The report by the US senate intelligence committee into torture by the Central Intelligence Agency after the September 11, 2001, attacks is disturbing reading, even though it has been heavily redacted and at 499 pages is a fraction of the 6000-page dossier the committee compiled.
Helped by millions of dollars in bribes to officials, the CIA had secret prisons in Poland and other Eastern European countries, but also closer to here, in Thailand, before all prisoners were brought to Guantanamo Bay in Cuba. The interrogation of one Abu Zubaydah in a Thailand prison was one of the worst cases. Even though he’d already started to talk through normal methods, he was put through waterboarding that left him unconscious and foaming at the mouth. Thanks to The New York Times, we know the names of two psychologists, James E. Mitchell and Bruce Jessen, who supervised the interrogation as CIA contractors. Doctors, who presumably had sworn the Hippocratic oath, were also present at torture sessions. Outsourced torture earned such contractors $US81 million between 2003 and 2009.

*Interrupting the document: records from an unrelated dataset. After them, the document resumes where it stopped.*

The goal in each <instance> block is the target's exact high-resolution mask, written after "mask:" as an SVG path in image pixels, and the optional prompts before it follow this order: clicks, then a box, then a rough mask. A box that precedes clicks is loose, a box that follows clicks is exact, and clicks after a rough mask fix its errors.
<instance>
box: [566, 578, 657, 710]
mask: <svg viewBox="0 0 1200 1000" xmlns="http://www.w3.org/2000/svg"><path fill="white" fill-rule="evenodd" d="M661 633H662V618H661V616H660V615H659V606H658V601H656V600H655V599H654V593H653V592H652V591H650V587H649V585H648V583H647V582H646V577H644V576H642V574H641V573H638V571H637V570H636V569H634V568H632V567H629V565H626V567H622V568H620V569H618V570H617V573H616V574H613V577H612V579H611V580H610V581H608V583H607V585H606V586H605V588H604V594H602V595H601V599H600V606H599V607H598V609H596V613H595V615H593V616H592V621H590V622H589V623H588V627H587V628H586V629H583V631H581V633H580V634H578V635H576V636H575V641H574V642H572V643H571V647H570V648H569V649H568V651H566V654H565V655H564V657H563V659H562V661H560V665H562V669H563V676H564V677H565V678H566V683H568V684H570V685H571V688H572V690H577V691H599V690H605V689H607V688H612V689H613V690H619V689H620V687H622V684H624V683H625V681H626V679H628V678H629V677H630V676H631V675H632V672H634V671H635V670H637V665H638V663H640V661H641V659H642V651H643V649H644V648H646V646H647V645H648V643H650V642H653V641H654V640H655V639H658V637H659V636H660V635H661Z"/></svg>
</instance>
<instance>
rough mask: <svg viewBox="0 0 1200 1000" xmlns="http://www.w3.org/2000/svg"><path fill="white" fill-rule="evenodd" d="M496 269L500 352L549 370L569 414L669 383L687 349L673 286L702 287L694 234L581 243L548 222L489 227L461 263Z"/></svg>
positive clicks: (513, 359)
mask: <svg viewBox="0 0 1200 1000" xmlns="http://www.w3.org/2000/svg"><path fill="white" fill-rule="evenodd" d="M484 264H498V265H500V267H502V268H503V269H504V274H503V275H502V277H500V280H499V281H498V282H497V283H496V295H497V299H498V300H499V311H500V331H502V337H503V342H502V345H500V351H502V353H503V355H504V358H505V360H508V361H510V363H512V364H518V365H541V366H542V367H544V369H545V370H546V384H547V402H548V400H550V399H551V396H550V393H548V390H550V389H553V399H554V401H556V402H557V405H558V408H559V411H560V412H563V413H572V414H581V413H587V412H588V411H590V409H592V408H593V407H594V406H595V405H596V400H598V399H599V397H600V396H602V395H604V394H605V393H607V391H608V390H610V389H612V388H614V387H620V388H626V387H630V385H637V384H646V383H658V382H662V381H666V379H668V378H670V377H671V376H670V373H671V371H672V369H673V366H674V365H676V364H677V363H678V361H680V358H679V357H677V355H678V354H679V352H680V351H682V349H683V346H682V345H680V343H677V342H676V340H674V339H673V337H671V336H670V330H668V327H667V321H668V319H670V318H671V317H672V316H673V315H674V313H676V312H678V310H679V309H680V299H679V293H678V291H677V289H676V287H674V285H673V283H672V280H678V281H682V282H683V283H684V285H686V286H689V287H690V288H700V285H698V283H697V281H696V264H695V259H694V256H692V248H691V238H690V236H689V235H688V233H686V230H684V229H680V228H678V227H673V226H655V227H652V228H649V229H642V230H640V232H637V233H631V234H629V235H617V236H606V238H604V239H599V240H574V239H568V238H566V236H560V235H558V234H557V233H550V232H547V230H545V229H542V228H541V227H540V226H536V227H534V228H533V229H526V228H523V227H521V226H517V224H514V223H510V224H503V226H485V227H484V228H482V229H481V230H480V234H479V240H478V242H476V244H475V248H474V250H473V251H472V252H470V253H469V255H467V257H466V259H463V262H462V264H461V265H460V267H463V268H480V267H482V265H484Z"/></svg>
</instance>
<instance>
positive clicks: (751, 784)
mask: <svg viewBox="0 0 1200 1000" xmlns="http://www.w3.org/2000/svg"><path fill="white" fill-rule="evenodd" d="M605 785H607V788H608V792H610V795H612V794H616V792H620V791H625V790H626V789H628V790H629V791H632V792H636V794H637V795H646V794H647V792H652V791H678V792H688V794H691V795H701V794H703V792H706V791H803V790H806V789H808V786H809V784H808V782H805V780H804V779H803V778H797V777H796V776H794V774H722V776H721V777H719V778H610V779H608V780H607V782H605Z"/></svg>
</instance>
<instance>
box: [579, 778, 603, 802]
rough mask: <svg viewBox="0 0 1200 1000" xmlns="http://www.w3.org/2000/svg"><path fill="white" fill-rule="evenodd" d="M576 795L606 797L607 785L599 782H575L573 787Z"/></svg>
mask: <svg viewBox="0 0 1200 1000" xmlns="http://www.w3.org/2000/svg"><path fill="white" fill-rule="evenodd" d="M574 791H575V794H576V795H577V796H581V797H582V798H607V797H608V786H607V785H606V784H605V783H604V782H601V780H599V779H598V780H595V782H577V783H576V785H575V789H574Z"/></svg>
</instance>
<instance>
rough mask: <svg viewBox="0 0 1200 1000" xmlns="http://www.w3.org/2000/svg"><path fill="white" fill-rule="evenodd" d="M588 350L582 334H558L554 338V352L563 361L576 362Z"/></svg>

Time, surely, for Australia’s intelligence community and our ambassadors in Washington at the time, Michael Thawley (now head of the Department of Prime Minister and Cabinet) and Dennis Richardson (now head of the Defence Department), to reflect on what they were told by the Americans and what their officials heard and saw on consular visits to Guantanamo.
As Gerard Ryle, director of the International Consortium of Investigative Journalists, told us (World, November 15) “leaks beget leaks”, and the ICIJ’s recent trove of documents on Luxembourg tax lurks set up by PricewaterhouseCoopers has been followed by more documents on profit-shifting by clients of the other “big four” accounting firms: Ernst & Young, Deloitte and KPMG.
Many of the documents are rulings by Luxembourg tax authorities that are obtained by accountants before their clients go ahead with setting up the Luxembourg companies that are party to shuttling earnings and borrowings in a way that lands profits in the low-tax principality. This would seem to put paid to arguments that the arrangements flow from normal business activity. The latest cache adds the Walt Disney Company, the Koch brothers’ empire, Skype, private equity firm Warburg Pincus and Hong Kong’s Hutchison Whampoa to the list of part-time Luxembourgers. The Australian Financial Review’s Neil Chenoweth has joined the ICIJ crew going over the documents, and details how Walt Disney has used intra-group high-interest loans and other tricks to bring its tax rate down from an effective 19.4 per cent in 2008 to 5 per cent in 2013.
There’s some comfort that such companies end up with huge profits stashed in foreign tax havens that can’t be brought back to parent company shareholders without incurring tax. Bloomberg calculates the top 500 American companies have $US1.95 trillion banked overseas (Disney among them with $US1.9 billion). One’s heart bleeds. Brazenly, many of these companies now lobby for a temporary cut in the corporate tax rate as a “repatriation holiday”.